For the rooftops, endemic Western Australian species – especially those that thrive in poor soil and high temperatures – were chosen to withstand the exposed conditions. Thompson engaged regenerative agriculture specialist Byron Joel (of Oak Tree Designs) for the edible gardens and landscape architect Christina Nicholson (of Banksia and Lime) for the rooftop sections. These outdoor spaces cater to different times of day and seasons throughout the year, and their adjoining interior spaces were designed for maximum operability.
From a comfort point of view, the house offers good passive performance, thanks to cross-flow ventilation and a thermal chimney beside the staircase. In the morning, the couple closes all the windows and doors to reduce the heat load, while the shutters exclude sun from the spring to autumn equinox. The glazing is opened at night to purge heat from the building.
Unusually for a small-scale residential project, Jimmy collaborated with others, including Amy McDonnell (design manager at Assemble Building Co.) and Sally-Ann Weerts (from Studio Roam), on the documentation and construction phases. “This procurement model was critical to the success of the project because the builder – Mitch Hill of Assemble, who is also an architect – actively joined in the collaboration, and added value and commitment to the outcome every step of the way,” Jimmy says.

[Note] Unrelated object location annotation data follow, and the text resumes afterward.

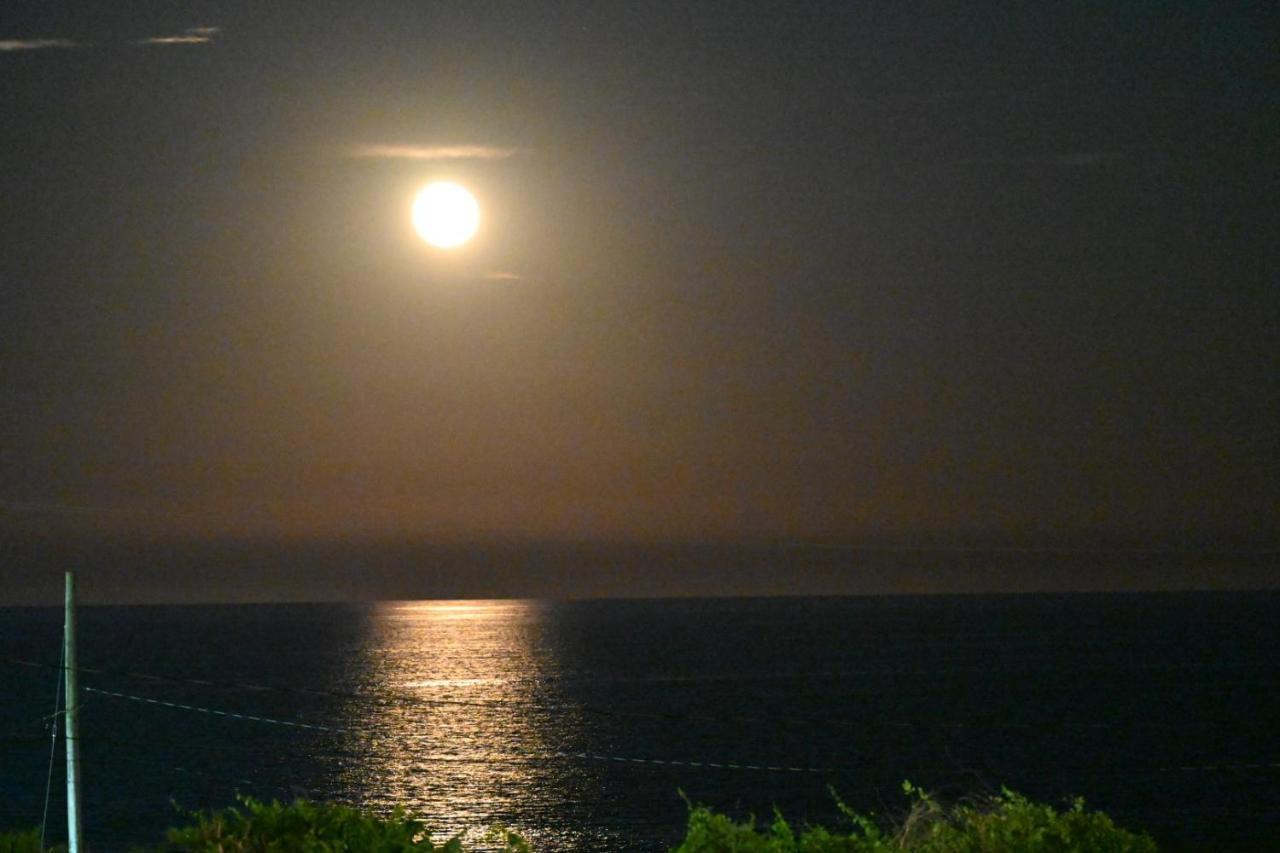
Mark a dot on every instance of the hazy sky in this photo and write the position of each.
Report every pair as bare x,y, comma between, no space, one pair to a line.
976,270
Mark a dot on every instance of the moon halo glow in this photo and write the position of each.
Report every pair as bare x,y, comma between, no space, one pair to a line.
446,215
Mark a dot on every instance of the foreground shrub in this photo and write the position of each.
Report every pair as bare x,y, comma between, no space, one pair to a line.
23,842
310,828
1005,824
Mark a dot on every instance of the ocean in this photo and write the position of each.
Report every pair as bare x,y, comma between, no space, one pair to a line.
586,724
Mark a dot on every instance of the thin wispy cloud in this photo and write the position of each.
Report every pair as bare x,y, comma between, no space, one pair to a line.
432,153
8,45
190,36
1068,160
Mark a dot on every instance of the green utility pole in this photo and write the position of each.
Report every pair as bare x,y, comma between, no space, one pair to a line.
73,787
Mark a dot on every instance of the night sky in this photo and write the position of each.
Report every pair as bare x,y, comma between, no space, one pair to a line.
978,273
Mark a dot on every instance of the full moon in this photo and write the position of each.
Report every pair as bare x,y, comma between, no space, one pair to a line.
446,214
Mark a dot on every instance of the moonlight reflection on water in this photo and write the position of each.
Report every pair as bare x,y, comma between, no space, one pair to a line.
461,717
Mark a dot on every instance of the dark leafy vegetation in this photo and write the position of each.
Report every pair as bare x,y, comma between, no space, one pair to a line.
1004,824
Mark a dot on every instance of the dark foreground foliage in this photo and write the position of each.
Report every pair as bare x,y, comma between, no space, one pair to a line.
24,842
1005,824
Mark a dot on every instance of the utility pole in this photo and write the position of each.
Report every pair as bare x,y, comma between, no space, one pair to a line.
73,787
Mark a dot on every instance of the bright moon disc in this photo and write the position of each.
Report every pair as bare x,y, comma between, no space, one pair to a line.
446,215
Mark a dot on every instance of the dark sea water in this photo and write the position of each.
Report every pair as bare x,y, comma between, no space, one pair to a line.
1160,708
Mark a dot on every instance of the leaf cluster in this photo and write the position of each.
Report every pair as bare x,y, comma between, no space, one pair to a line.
305,826
1005,824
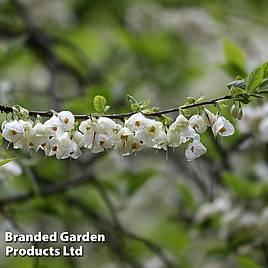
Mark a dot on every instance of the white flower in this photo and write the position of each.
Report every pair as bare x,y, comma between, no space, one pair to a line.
198,123
76,151
10,169
180,131
194,150
78,137
136,122
209,117
161,141
88,128
62,146
101,142
67,119
13,131
105,125
54,126
150,134
27,135
39,137
222,127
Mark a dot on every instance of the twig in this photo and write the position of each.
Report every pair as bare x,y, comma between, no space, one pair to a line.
9,109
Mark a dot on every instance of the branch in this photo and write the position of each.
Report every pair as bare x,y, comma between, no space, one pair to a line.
9,109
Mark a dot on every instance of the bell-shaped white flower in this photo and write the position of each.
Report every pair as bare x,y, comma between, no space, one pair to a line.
10,170
27,135
222,127
136,122
198,123
67,119
78,138
88,128
195,149
54,126
76,151
39,137
209,117
101,142
105,125
160,141
61,146
180,131
150,133
13,131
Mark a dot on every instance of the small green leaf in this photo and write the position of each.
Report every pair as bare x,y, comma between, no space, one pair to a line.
191,100
237,83
234,54
265,69
255,79
106,108
99,103
131,99
245,262
3,162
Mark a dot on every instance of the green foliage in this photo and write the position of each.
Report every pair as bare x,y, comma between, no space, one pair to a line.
254,79
245,262
265,69
3,162
99,104
138,106
235,59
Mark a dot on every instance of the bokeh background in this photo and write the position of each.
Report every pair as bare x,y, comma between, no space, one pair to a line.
156,213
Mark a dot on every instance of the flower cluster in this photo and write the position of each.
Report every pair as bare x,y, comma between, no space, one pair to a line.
255,120
63,137
9,170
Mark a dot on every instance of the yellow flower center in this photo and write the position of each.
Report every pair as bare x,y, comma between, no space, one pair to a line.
66,120
13,132
124,137
222,130
138,123
152,129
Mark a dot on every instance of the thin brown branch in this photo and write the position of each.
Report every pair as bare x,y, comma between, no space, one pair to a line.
9,109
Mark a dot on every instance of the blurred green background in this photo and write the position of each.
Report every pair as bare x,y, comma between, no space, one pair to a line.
59,54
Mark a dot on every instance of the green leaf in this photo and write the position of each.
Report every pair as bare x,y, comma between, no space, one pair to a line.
265,69
131,99
237,84
233,54
99,103
5,161
255,79
245,262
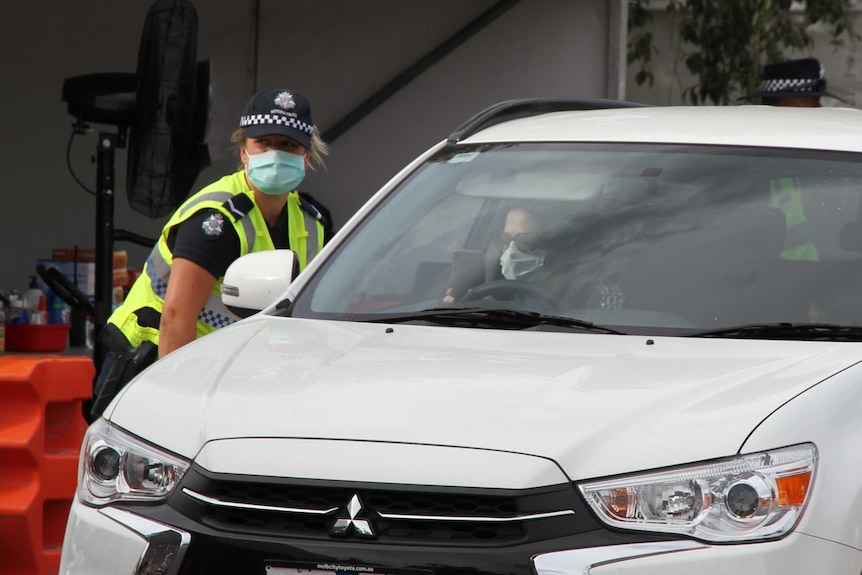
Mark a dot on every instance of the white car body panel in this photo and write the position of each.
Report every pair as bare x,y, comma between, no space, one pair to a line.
375,462
824,128
515,390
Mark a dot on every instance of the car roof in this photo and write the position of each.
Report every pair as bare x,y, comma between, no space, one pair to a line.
745,125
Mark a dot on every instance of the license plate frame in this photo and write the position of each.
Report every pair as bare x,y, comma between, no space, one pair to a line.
275,567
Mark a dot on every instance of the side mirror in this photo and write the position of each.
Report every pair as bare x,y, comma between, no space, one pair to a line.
253,282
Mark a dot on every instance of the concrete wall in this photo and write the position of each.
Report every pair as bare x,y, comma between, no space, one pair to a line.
336,52
843,75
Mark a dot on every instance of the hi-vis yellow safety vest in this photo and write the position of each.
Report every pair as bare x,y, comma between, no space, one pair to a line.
139,315
786,194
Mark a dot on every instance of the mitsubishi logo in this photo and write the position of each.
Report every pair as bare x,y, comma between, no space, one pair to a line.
343,524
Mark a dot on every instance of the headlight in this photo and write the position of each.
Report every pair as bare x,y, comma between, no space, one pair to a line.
744,498
115,465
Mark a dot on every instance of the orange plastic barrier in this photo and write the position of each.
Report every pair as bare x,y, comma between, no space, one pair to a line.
41,428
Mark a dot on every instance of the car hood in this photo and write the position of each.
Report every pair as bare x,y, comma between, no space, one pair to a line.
595,404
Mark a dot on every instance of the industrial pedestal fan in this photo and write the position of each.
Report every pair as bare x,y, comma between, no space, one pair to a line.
161,113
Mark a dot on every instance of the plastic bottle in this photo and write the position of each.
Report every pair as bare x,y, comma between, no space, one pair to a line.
2,328
32,297
16,309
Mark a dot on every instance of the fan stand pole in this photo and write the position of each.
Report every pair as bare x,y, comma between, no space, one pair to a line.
106,149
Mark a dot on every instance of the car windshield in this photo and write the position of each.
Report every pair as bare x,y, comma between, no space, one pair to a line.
644,238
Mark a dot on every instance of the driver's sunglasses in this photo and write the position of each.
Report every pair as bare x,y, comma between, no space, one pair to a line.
525,241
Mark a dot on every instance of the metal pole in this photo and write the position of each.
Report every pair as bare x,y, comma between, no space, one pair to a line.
106,148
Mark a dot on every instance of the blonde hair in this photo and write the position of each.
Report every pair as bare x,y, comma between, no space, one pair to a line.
319,148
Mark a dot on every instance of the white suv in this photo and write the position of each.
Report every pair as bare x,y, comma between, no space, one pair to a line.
562,341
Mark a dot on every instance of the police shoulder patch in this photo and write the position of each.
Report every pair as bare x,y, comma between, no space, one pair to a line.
213,225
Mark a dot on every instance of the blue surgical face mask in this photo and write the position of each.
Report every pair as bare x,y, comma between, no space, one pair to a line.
275,172
516,264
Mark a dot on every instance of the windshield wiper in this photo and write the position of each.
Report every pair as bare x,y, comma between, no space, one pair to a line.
786,331
485,317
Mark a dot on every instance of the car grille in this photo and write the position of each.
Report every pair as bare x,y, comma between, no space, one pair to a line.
395,514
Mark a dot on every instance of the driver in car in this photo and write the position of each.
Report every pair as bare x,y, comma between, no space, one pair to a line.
521,259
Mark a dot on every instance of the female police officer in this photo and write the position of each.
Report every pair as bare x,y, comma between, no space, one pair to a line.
177,297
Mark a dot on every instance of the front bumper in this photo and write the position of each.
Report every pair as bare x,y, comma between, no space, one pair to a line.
110,540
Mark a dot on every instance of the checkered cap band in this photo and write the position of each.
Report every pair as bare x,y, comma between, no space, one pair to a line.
792,85
271,119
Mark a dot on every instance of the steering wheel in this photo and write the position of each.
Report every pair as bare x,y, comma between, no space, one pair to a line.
66,290
509,290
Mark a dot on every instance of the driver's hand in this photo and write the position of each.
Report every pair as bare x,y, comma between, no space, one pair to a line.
449,297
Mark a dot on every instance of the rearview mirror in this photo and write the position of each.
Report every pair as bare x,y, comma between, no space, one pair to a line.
254,281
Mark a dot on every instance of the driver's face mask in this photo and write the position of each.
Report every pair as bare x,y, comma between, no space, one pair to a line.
515,264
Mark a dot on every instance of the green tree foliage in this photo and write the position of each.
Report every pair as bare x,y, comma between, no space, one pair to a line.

In putting forward this alternative model for the densification of Perth’s existing suburbs, did Jimmy make any discoveries that could inform future infill housing in the city? He concedes that it can be difficult to order an Uber because the registered address is on the street, not the rear laneway. But aside from this inconvenience, living here has been a highly positive experience, and the uncommon design has prompted conversations with neighbours, families in the park, dog walkers and passers-by.
“Another unexpected element became apparent the first night we moved in, when we saw the view through the tree to the moon,” Jimmy recalls. “I hadn’t planned that! I’ve always lived in 100-year-old houses, so living here feels like being on holiday in a hotel. It’s also shown me that what I tell my clients is true: good design matters.”